目の前の棍棒に向けて放てと言われて、エウロスは混乱する。

「で、でも、こんなに近くで放つと、私たちまでダメージ―が……」

「いいから、やるんだ」

真剣な顔で命令してくるヘリックに、エウロスも覚悟を決める。

「わかりました」

「よし。今からバリアーを解くぞ。3、2、1!」

「マックスクライ!」

エウロスの口から放たれた超音波が、目の前の棍棒に集中する。棍棒は音波に宛てられて、激しく振動した。

「ぐっ!」

至近距離で音波が放たれ、二人の鼓膜に激痛が走る。気絶しそうになりながらも、ヘリックは手に握った棍棒に力を込めた。

「奥義『大空震』」

エウロスが放った超音波が棍棒に当たると同時に、ヘリックは棍棒を振動させる。その衝撃波は空気を伝って、結晶に覆われた部屋全体に広がった。

「ぐはっ」

部屋中に広がったコウモリから、苦痛の叫び声が聞こえる。

「無駄だ。この程度では……」

ダメージを受けたコウモリたちは、再び一か所に集まってアルカードの体を再構築しようとする。

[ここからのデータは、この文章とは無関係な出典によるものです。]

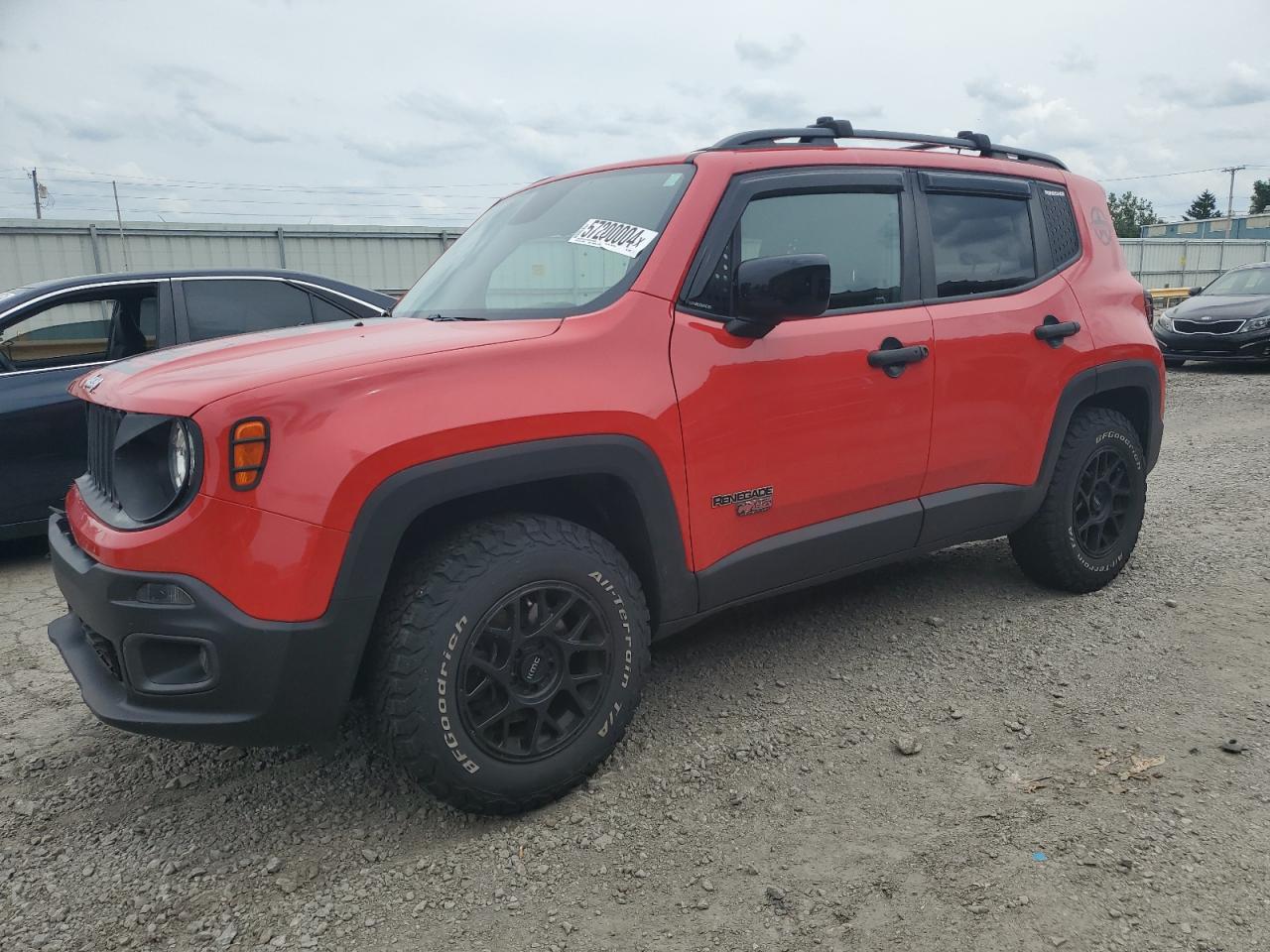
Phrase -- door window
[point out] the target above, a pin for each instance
(82, 331)
(857, 231)
(217, 308)
(980, 243)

しかし、次の瞬間一度玉座の間に広がった衝撃波が、部屋の壁を構成する結晶に反射されて返ってきた。

「ギャァァァァ!」

さっきまでと比べて、数十倍に増幅された衝撃波を全員にくらって、アルカードの体は木っ端みじんに砕け散った。

「な、なぜ……」

「父から聞いたことがある。水晶などの結晶体は、衝撃波に共鳴して増幅することがあるとな」

ヘリックは淡々と告げる。

水晶を構成する原子の動きが非常に小さく、かつ高速てで振動している。電子機器に使われている水晶は、1秒間に数万~数千万回も振動しているほどである。

そこに魔力をこめた衝撃波を当てると、何百倍にも増幅することができるのであった。

「み……見事だ。勇者たちよ。私をこの何千年も続く退屈な牢番の役目から解き放ってくれたことを、心から感謝する」

アルカードは満足の笑みを浮かべながら、消滅していくのだった。